The bill flatlines highway spending at $39.1 billion and transit spending at $8 billion, as did the Senate appropriations proposal, but allows those levels to change, depending on what happens with the reauthorization. It cuts $69 million from last year's U.S. DOT budget, with an even bigger bite -- $181 million -- out of the Federal Transit Administration budget. It cuts $138 million from the transit New Starts program, or "Capital Investment Grants," in the language of the bill, including Small Starts.

So, while Americans continue to struggle with high gas prices and few transportation options, the House wants to make it harder to expand access to transit.

High-speed rail? Zero.

Oh, and TIGER, the ever-popular, oversubscribed grant program for innovative transportation projects? Zilch.

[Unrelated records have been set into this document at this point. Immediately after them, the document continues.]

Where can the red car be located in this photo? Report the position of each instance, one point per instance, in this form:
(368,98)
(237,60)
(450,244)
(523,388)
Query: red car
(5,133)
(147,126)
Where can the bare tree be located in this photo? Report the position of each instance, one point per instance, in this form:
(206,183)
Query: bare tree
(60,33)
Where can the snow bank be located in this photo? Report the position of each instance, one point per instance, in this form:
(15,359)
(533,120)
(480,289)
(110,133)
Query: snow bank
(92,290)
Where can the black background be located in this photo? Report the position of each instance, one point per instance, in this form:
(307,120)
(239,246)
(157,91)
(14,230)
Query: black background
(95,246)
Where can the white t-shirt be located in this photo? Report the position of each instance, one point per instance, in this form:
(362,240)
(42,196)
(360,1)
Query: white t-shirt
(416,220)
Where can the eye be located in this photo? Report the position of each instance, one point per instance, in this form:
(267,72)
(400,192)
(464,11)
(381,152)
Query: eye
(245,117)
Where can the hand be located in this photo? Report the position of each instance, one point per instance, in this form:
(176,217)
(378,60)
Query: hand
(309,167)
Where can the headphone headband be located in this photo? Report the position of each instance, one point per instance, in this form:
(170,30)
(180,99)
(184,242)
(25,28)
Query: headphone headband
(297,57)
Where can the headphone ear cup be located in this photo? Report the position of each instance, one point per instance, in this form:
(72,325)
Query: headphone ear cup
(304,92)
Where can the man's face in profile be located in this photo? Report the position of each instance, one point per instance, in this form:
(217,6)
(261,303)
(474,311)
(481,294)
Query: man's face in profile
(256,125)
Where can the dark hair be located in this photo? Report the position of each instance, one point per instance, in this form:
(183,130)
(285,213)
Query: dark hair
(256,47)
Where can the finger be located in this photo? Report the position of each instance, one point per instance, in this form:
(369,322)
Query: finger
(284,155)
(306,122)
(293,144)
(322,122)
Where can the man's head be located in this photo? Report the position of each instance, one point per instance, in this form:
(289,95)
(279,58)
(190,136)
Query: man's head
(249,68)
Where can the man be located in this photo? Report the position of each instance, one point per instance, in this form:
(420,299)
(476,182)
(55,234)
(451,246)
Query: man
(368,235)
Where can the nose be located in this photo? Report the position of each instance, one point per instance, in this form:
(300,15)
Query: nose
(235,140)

Don't even ask about the groundbreaking Partnership for Sustainable Communities, which has the EPA, HUD, and U.S. DOT working in cooperation to foster more efficient -- and fiscally prudent -- development and growth.

The Senate, seeing which way the wind is blowing, allocated just $100 million for high-speed rail in FY2013, a sort of placeholder that keeps the program on life support until it can get back to making real, transformational grants. Not even that paltry amount made it into the final House budget this year.

The Senate included $500 million in its FY2013 budget for TIGER, the same as last year, and a mere $50 million for the HUD Office of Sustainable Communities, which makes the grants for the inter-agency partnership. The Partnership's funding has dwindled from $150 million in 2010 to $100 million in 2011 to nothing at all last year. Sounds good to the House.

In the THUD budget, the Federal Railroad Administration gets a small bump to $2 billion, of which $1.8 million is for Amtrak, mostly for capital improvements. That's nearly half a billion dollars above last year’s level, and $400 billion higher than even the Senate requested. However, the House budget cuts $116 million from Amtrak's operations budget, which the Senate would boost by about $10 million.

The House subcommittee also includes policy "reforms" for Amtrak, like requiring overtime limits and prohibiting federal funding for routes where Amtrak offers a discount of 50 percent or more off peak fares.